Thursday, April 24, 2008

Pigs DO Become Clean in Washing Machines

Ladies and Gentlemen, after years of research, writing and heavy doses of candle wax, I have finally come to a conclusion. This is research that the whole world has been waiting for. This was research that was backbreaking and socially isolating. Everyone will want to know about this research. Well, this introduction is so good, so attention grabbing, I certainly want to know what this research was all about. It really was a huge undertaking, hermatising myself with five different pigs of shape size and personality. What was that, you might say, Pigs? Ahh but pigs were what this research was all about. You see, know after months of research, I can tell you that indeed, pig's do become clean in washing machines.

The first pigs name was Boris; Boris was the pig that gave me my first deduction. If a pig is larger than the washing machine you have, it will not fit. Unfortunately, it took me five months to reach this first conclusion, so after holding up several stores, robbing people's houses and all the money I stole from Barbara Streisand fan club, I was able to go out and buy myself five different washing machines of shape size and personality.

My second pigs name was seconds. Seconds was the pig that gave me my second deduction. Pigs will not get into washing machines, by themselves. So I decided to build a washing machine that if was placed in front of a pig the pig would have no choice but to go inside the washing machine. Then the question arose, how do I make a pig run.

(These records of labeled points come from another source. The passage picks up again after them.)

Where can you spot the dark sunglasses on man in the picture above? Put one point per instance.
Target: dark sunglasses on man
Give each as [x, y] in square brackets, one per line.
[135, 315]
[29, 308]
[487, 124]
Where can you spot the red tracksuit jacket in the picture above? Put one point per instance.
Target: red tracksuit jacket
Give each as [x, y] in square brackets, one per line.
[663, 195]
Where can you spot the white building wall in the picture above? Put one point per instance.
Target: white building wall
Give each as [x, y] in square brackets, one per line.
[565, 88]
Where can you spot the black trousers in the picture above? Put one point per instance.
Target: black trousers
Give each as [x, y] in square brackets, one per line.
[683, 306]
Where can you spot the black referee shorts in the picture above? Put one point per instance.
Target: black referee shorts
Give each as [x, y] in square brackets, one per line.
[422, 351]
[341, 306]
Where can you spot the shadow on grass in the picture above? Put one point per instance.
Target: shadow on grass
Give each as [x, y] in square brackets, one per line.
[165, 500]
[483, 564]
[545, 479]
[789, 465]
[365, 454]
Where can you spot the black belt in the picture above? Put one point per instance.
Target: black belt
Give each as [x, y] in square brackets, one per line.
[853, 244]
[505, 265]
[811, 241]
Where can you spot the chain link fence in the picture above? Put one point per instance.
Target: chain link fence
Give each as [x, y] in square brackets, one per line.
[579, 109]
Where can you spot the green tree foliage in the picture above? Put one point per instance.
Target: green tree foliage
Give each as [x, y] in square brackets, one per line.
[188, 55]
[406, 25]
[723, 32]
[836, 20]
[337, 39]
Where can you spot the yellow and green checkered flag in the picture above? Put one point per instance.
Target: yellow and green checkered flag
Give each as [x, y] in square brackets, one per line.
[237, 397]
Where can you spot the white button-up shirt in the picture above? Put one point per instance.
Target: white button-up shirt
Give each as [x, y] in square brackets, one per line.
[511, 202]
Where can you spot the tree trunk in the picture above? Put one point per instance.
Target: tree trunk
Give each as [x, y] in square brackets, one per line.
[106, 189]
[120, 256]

So I went out and I researched the human race. Why do humans run. One answer is that we are in a hurry. Pigs don't have much to hurry about… Another was for pleasure, no, pigs don't really o that either, then I noticed, what happens if a female human walks away from the male human, the male follows, So therefore, I would need a pig that other pigs would follow. Her name was charleta. Ahh and what a wonderful pig she was. We were going to get married until Boris got jealous and head butted me. But where was I going to find a pig that would follow my charleta?

Larry, his name was Larry, a very stupid animal of course but still, he and charleta hit it off really well. Larry was always coming up with little bits of wisdom. For example, he saw pigeons as very polite animals. Excuse me sir, might if I have a chip there buddy? Where as he saw seagulls as the most rude animals on the planet because they don't just ask for a, they fly up to you and yell give us a bloody chip.

Charleta was a little nervous about their date but after supplying them with their adequate needs for a date, I sent them off in the hopes that their bond would become so great that Larry would declare I love this pig, and I would follow her to the ends off the earth.

4 months later Dinner was born. No, I didn't name it because she gave birth to bits of bacon, but because I was extremely hungry when I named him. Charleta always wanted to to have a water birth and I was happy to oblige when I told her that I have five different washing machines of shape size and personality.

The moment breakfast was born, I grabbed charleta, threw her off the washing machine, slammed the lid and listened to the delightful orchestra of thumping of a newborn baby pig in a washing machine. After the cycle had finished I opened the lid and found that all the gunk that had been on Breakfast when he was born was now completely gone.

I have presented the facts to you tonight. So go out and tell your friends, tell your neighbors, tell the guy running up and down the street thinking he's a fire engine, tell the bank, which bank, I don't know I can't remember.